If you know that an equation with degree 3 has a linear factor, it's pretty easy to find the quadratic factor.
Co-efficient of \(x^2\) and the constant term can be found by observing the \(x^3\) term and constant term on the left.


This is where you stop in your question because only one option has -6 as the constant term. But, if you do need to find the middle term, do the following. Let's find how we obtained the -x term on the left. For that, on the right, x got multiplied by -6 and the product (-6x) got added to the product of -5 and the missing middle term. To get -x, you must add 5x to -6x, therefore, the missing middle term must be -x.
so you get the quadratic factor as \(x^2 - x - 6\)

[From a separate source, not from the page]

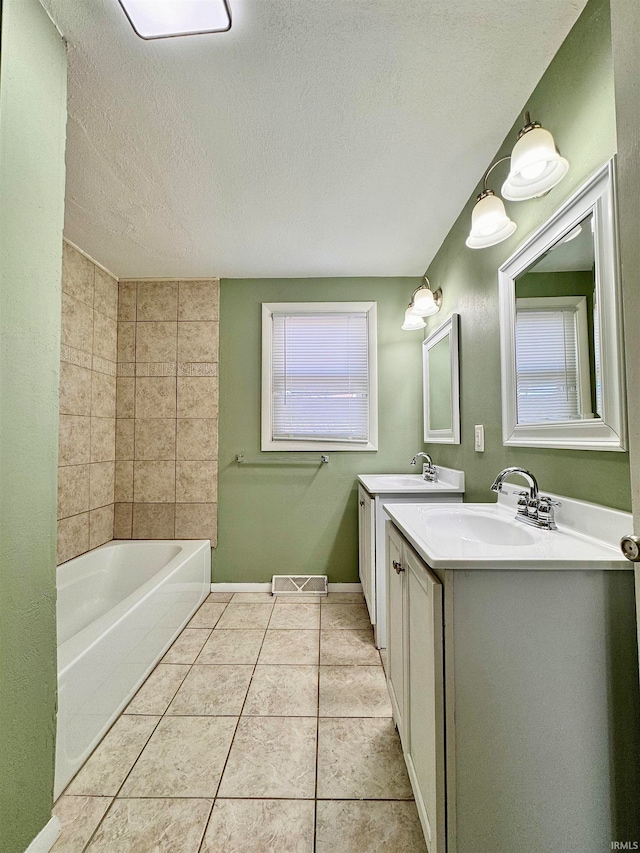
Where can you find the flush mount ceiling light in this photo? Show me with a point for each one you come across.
(536, 164)
(489, 221)
(155, 19)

You could also multiply all the 4 options with (x-5) and see which give (x^3) - 6(x^2) - x + 30

Bumping for review and further discussion*. Get a kudos point for an alternative solution!

*New project from GMAT Club!!! Check HERE

\(\frac{x^3 - 6x^2 - x + 30}{x-5} = H\)

\(x^3 - 6x^2 - x + 30 = (x-5) * H\)

Maximum power of x on RHS is 3; power of x in (x-5) is 1, so power of x in H should be 2

So, options B, C & D can be ignored

Working with Option A

\((x-5) * (x^2 - x - 6) = x^3 - x^2 - 6x - 5x^2 + 5x + 30 = x^3 - 6x^2 - x + 30\)

Answer = A

I used x=1 and got the right answer. Is it a good way to answer this type of question or algebra process is better?

Hi Salvetor,

GMAT questions are usually written in such a way that you can get to the correct answer using a variety of approaches. Thus, it can be a tricky argument to ask if one approach is "best." On Test Day, you have a number of different goals:

1) Get the immediate question correct, if you can.
2) Answer it in a reasonable amount of time (but don't spend too much time).
3) Get the highest score that you can in the OVERALL section.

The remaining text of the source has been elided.